The failures are part of the honest picture. Relmada’s esmethadone failed three Phase 3 trials and was dropped#, and Biogen and Sage’s zuranolone was approved only for postpartum depression after an FDA rejection for major depression#. A well-capitalised, crowded pipeline is a sign of momentum and of how hard the indication is, not of a solved problem.

Durability and the redosing problem

Across every compound, durability is the quiet weakness. Ketamine and esketamine fade within weeks and are dosed indefinitely. Even psilocybin, sold on the promise of lasting change from a single dose, shows waning benefit over time: a veteran cohort saw response fall from 80% at six months to 40% at twelve#, and the intensity of the acute experience, not just the drug, tracks with who improves#. Whether the answer is periodic redosing, better integration therapy, or accepting that these are maintenance rather than one-shot treatments is still unresolved.

Cost, access and the scale problem

A theme that rarely makes the headlines runs underneath all of this: delivery. Esketamine must be given in a certified clinic with hours of monitoring under a REMS programme, which is expensive and limits where it can be offered. Off-label ketamine is cheaper per dose but is delivered through a patchwork of largely unregulated, often out-of-pocket clinics, so quality and access vary widely. Psilocybin therapy, as trialled, pairs a single dose with a full day of supervised support plus preparation and integration sessions, which is effective but labour-intensive and hard to scale.

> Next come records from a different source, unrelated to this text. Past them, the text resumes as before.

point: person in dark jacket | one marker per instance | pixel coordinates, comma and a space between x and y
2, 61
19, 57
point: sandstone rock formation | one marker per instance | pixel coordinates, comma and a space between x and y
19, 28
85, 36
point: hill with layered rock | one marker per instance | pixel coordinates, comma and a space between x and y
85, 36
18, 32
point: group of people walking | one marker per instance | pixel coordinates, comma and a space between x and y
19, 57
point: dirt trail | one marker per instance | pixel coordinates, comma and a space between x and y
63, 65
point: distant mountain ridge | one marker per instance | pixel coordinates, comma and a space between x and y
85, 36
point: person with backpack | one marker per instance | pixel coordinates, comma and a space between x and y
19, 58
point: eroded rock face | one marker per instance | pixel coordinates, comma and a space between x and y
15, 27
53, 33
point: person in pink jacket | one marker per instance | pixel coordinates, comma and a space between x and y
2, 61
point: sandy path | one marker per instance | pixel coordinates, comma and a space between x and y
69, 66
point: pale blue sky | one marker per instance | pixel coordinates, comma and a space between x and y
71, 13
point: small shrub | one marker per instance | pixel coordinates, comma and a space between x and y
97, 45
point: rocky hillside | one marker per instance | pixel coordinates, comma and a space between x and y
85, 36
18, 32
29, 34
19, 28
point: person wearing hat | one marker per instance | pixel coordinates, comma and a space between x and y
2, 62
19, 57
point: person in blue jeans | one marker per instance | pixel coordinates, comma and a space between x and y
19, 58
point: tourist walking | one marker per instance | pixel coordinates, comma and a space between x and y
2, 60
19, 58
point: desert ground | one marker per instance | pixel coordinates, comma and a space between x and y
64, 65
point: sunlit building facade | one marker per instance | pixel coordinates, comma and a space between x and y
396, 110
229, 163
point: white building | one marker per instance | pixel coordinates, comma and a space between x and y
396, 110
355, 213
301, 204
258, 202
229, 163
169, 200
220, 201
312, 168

This is the real reason the minutes-long tryptamines attract so much investment: a treatment that frees up the clinic in under two hours is far easier to deliver to the millions of people with treatment-resistant depression than one that occupies a therapist and a room for an entire day. Whether the rapid agents can match the durability of the longer sessions is the open question on which much of the field’s practical future depends.

Reading this honestly

So where does TRD sit? Further ahead than any other psychedelic indication, and that lead is genuine: an approved drug, a real Phase 3 win, and a pipeline of credible next-generation agents. But the honest reading refuses two temptations at once, the dismissive one that says none of this works, and the breathless one that says depression is solved. The effects are real and modest, the durability is short, the blinding is imperfect, and the graveyard of failed programmes is long. For people with treatment-resistant depression, that combination, real options that are not miracles, is both the most hopeful and the most honest thing the evidence will support.